'Yes' For an Answer
The Afro-American Studies Department received a shot in the arm this week when Nathan I. Huggins, professor of history at Columbia University, accepted the W.E.B. DuBois Professorship of Afro-American Studies and History, the chairmanship of the Afro-Am Department, and the directorship of the W.E.B. DuBois Institute, a center for studying problems facing Afro-Americans.
Earlier in the month, when two other scholars--Lawrence W. Levine, professor of history at University of California-Berkeley, and Franklin W. Knight, professor of history at Johns Hopkins University--rejected appointment offers solely in Afro-Am, members of the executive committee which had recommended the three appointments said Huggins had turned down the same offer also. But when the University agreed to Huggins' request to be appointed in both Afro-Am and History, he reconsidered.
The History Department voted "overwhelmingly" to accept him, Wallace T. MacCaffrey, chairman of the department, said this week. Huggins' courses will be listed as Afro-Am courses but History concentrators will be able to count them as well.
Huggins said Monday he wanted the joint appointment because the original offer depended on at least one of the other two men offered positions accepting one. Huggins said he is a historian and did not want to be isolated from the rest of the University.
Huggins added he sees nothing wrong with joint tenure in Afro-Am and another department as long as the professor is seriously dedicated to the field. Joint tenure will not be a prerequisite for future appointments, both Huggins and Dean Rosovsky said earlier in the week.
Despite past student opposition to joint appointments, concentrators at a rally in support of Afro-Am on Tuesday said they were pleased he was coming, although more needed to be done to strengthen the department.
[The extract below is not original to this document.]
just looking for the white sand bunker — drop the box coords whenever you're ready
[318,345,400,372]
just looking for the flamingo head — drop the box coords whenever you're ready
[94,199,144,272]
Aaron A. Estis '80, an Afro-Am concentrator, said the appointment was "one step forward for two steps backward" since Ewart Guinier, the only professor tenured solely in Afro-Am, retired last semester, and K. Onwuka Dike, the only tenured professor specializing in African history, will return to Nigeria next year.
Students said during the week the department needs a tenured Africanist to tie African culture to present Afro-American culture. The executive committee has not discussed whether to look for an Africanist.
Another problem Huggins may have to face is a shortage of faculty within the department. In addition to Guinier's retirement, Chidi Ikonne and Selwyn Cudjoe, assistant professors of Afro-Am. will be taking leaves of absence next year. Both men taught sizeable course loads this year.
Huggins said his first priority is to bring more faculty to the department. He met yesterday with the executive committee to begin discussing candidates for tenured positions. Both he and members of the committee, however, said they do not expect to appoint new faculty members--senior of junior--by next year.